Bremer Vulkan Prozess wird neu verhandelt

Das BGH hat das Urteil gegen Ex-Vulkan-Chef Friedrich Hennemann und zwei weitere Ex-Manager aufgehoben. Der Prozess um den Zusammenbruch des Schiffbaukonzerns Bremer Vulkan muss neu aufgerollt werden. Den Managern könnten höhere Strafen drohen.

Leipzig/Bremen - Damit hatte vor allen Dingen die Revision der früheren Vorstandsmitglieder Erfolg. Der 68-jährige Hennemann sowie die 60 und 72 Jahre alten Mitangeklagten müssen sich nun erneut einem umfangreichen Verfahren stellen.

Dabei steht laut BGH-Urteil die Frage im Mittelpunkt, ob sie sich durch einen existenzgefährdenden Eingriff in die Ostwerften des Verbundes strafbar gemacht haben. Das Bremer Landgericht hatte das Trio Ende 2001 wegen Untreue zu je zwei Jahren Haft auf Bewährung verurteilt. Der Fall hatte 1996 als einer der größten Subventionsbetrugsskandale Schlagzeilen gemacht.

Der Verteidiger von Hennemann bezeichnete die Entscheidung als "Traumergebnis". Er gehe nun davon aus, dass es im neuen Prozess um den Zusammenbruch der Bremer Vulkan Verbund AG Freisprüche für die Angeklagten gibt, sagte Rechtsanwalt Hanns Feigen am Donnerstag auf dpa-Anfrage.

"Wieder am Punkt Null"

Die Bremer Vulkan hatte nach der Wiedervereinigung unter anderem die MTW-Schiffswerft in Wismar und die Volkswerft Stralsund 1993 zu symbolischen Kaufpreisen übernommen. Zugleich erhielt der einst größte deutsche Werftenverbund großzügige Fördergelder, um die rund 5200 Arbeitsplätze auf den Ostwerften zu sichern. Das Geld versickerte nach und nach in Westfirmen des Verbundes und war nach der Konzernpleite 1996 verloren.

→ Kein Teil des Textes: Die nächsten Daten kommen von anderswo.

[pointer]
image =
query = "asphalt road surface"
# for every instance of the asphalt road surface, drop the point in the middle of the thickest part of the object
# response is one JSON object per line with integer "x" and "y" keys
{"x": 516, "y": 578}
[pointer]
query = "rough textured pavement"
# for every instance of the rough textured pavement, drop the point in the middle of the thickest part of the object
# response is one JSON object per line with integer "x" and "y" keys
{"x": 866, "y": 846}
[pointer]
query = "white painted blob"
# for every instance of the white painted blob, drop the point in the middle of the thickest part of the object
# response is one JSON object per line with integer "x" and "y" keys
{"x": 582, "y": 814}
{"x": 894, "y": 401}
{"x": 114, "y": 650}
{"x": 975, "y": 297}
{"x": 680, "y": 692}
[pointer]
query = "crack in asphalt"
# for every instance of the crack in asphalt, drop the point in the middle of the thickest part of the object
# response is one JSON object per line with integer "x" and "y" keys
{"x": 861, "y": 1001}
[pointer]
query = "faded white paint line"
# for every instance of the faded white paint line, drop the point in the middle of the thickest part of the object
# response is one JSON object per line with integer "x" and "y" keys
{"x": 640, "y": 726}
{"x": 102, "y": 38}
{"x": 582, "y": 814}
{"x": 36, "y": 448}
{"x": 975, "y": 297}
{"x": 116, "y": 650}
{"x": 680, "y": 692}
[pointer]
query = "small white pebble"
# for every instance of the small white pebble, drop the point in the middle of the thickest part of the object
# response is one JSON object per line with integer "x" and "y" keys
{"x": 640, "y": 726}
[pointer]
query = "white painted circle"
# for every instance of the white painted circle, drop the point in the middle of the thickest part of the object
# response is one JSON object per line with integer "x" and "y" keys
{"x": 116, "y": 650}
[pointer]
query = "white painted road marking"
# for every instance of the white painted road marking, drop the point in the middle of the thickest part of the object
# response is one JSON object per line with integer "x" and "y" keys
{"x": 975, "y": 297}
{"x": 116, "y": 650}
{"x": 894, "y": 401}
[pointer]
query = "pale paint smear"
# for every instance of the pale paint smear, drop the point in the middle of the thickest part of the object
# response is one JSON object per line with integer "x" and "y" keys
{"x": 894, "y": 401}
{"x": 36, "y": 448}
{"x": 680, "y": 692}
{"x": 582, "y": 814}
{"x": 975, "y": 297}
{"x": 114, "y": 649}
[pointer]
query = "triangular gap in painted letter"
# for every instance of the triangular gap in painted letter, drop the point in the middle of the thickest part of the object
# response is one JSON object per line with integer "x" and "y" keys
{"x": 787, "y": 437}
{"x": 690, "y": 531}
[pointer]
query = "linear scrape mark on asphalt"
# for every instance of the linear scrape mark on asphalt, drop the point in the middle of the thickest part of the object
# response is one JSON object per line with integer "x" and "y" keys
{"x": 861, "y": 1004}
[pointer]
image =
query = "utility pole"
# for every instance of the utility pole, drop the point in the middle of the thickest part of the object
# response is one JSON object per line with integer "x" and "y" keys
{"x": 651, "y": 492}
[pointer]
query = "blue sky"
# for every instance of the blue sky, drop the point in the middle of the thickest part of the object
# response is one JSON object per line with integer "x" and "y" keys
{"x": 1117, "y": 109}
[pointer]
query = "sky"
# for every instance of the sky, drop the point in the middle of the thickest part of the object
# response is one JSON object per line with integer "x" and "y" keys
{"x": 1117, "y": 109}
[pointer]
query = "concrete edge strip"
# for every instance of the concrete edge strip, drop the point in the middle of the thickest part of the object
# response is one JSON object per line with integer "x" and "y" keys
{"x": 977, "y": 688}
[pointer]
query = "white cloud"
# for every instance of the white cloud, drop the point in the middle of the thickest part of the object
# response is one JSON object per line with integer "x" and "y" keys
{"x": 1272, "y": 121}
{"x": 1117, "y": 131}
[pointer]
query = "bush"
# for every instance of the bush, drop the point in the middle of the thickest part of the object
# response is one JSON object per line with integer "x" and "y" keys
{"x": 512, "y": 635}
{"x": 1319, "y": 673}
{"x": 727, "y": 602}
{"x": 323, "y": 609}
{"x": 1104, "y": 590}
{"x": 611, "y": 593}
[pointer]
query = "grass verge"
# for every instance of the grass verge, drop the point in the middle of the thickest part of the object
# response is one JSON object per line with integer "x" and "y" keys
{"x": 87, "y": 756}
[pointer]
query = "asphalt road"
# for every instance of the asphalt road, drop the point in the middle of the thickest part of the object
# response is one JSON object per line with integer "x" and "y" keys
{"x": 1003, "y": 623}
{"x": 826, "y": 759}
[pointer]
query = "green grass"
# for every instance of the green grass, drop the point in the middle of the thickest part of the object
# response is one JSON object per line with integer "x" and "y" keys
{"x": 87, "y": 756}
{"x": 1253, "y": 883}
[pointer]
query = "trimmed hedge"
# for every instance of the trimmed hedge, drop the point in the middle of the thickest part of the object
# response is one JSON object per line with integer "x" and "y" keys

Die Bremer Richter hatten dafür die drei Manager verantwortlich gemacht. Sie hätten gegen ihre Vermögensbetreuungspflicht gegenüber den Ostwerften verstoßen und 854 Millionen DM (437 Millionen Euro) zweckentfremdet im Konzern eingesetzt, hieß es in ihrem Urteil.

Nach Ansicht des BGH lässt sich jedoch aus den vorliegenden Verträgen kein Verbot für Transferzahlungen an die Konzernmutter herleiten. Aus den Verträgen ergebe sich nicht, dass alles Vermögen im Osten bleiben müsse, sagte die Senatsvorsitzende Monika Harms. Dies sei jedoch der Grundgedanke des rund 500 Seiten langen Bremer Urteils, das auf einer falschen Bewertung der Verträge beruhe.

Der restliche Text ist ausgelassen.